Schmoch T, Bernhard M, Uhle F, Gründling M, Brenner T, Weigand M A
Klinik für Anästhesiologie, Universitätsklinikum Heidelberg, Im Neuenheimer Feld 110, 69120, Heidelberg, Deutschland.
Zentrale Notaufnahme, Universitätsklinikum Leipzig AöR, Leipzig, Deutschland.
Anaesthesist. 2017 Aug;66(8):614-621. doi: 10.1007/s00101-017-0316-2.

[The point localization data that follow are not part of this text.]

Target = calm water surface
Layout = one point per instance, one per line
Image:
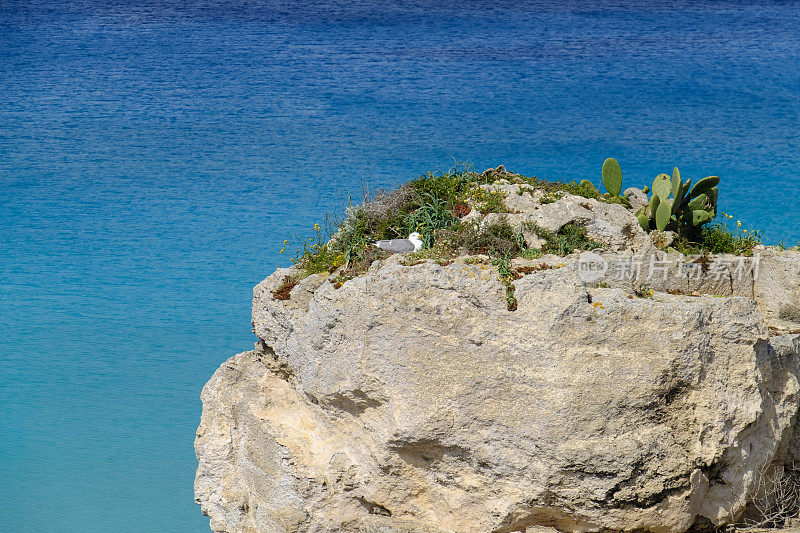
(153, 159)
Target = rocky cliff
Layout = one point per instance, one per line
(411, 398)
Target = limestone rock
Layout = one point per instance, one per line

The Third International Consensus Definitions for Sepsis and Septic Shock (Sepsis-3) have been available since the beginning of 2016. SEPSIS-3 completely replaces the old SIRS criteria in the definition of sepsis and defines sepsis from now on as "life-threatening organ dysfunction caused by a dysregulated host response to infection". However, it seems questionable whether in clinical practice the new definition is really superior to the old one. The most important question is the following: Is it helpful to have a definition that first recognizes a patient once organ dysfunction has occurred and the patient already needs intensive care?
《脓毒症及脓毒性休克第三次国际共识定义》(Sepsis-3)自2016年初起开始使用。Sepsis-3在脓毒症定义中完全取代了旧的全身炎症反应综合征(SIRS)标准,从今往后将脓毒症定义为“宿主对感染的反应失调所导致的危及生命的器官功能障碍”。然而,在临床实践中,新定义是否真的优于旧定义似乎值得怀疑。最重要的问题如下:对于一个一旦发生器官功能障碍且患者已需要重症监护才被首次识别的定义,它有帮助吗?